For us, Grace is that home when we gather in Christ’s name and remember who we are called to be, the fact that we really can be that person, that we can be that person all the time, and that Christ’s promise to us is real and makes it possible every time we come gather.

This church, our church, is a school for love and forgiveness. It is where we learn to show up and share and take care of each other. It is where we practice imagining the work of God – and claiming our roles in that work – out loud. It is where we practice naming what is holy about what is ordinary and decidedly un-tidy. We need that experience, because we really do get more done together. Christian community is where we practice letting go of what does not belong to love, and of claiming what does...If we give ourselves to that love, we can leave behind the things that haunt and hold us back. We can shed shame and rebuke, and step into new life – one step at a time, together. And when we do, we teach others to do it – inside and outside our community.
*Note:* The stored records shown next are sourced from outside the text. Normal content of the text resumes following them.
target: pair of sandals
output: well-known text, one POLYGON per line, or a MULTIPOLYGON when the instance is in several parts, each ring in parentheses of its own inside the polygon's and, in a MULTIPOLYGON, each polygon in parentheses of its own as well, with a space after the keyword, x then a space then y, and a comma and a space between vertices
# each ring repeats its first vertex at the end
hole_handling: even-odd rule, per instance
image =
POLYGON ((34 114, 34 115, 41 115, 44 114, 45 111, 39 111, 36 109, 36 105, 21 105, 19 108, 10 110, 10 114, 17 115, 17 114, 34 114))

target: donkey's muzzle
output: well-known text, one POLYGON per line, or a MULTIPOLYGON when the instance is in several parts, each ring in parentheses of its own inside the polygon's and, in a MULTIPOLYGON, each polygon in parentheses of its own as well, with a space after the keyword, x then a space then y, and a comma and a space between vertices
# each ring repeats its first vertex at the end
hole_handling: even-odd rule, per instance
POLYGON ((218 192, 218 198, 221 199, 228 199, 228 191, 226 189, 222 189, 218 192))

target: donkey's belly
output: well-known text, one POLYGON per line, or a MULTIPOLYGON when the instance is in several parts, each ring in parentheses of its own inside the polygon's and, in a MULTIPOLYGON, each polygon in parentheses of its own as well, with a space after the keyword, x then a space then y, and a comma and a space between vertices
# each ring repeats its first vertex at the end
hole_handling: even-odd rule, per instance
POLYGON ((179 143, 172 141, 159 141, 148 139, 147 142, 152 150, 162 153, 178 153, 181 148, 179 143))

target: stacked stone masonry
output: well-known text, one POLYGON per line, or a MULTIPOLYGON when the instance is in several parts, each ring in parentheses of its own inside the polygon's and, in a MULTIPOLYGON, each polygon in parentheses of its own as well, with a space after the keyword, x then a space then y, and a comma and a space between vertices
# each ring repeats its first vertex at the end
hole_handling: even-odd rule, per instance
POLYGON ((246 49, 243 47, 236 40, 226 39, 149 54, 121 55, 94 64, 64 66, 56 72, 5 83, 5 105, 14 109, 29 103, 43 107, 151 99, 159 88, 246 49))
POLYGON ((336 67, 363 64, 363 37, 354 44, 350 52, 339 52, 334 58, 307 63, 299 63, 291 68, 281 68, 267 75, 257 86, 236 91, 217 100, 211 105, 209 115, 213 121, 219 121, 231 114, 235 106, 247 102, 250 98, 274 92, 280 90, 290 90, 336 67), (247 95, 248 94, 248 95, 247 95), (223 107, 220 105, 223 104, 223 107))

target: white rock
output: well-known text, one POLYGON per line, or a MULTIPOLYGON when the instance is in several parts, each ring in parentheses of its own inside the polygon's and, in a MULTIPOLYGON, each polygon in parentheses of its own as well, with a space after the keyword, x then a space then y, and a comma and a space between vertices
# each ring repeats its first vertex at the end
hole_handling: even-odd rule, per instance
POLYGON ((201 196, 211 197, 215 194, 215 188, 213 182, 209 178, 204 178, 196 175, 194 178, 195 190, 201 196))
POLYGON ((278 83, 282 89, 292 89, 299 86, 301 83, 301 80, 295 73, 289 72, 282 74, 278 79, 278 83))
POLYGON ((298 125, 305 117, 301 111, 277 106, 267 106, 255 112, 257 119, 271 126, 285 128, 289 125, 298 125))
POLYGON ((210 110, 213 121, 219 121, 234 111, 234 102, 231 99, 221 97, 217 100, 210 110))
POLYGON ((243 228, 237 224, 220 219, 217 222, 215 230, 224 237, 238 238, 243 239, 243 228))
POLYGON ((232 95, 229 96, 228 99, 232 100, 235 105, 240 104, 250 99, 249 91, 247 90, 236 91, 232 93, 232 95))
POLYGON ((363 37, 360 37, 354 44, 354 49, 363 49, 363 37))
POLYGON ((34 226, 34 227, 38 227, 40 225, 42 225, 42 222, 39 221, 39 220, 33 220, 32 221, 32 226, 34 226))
The love that transforms us and allows us to choose more love also makes that choice available for everyone who encounters it.

Isn’t it amazing that coming home—that the act of returning—creates the motion that propels us forward? The American poet Robert Frost once wrote, “Home is the place, where when you have to go there, they have to take you in.” So, home is where we go when we need to ask and listen for what we are called to next and who we are called to love now. It is where we go to find ourselves—both the old self and the new—and to practice reflecting the image of God. This church is where we gather when we celebrate and when we mourn and everything in between. Its good to be home! Amen.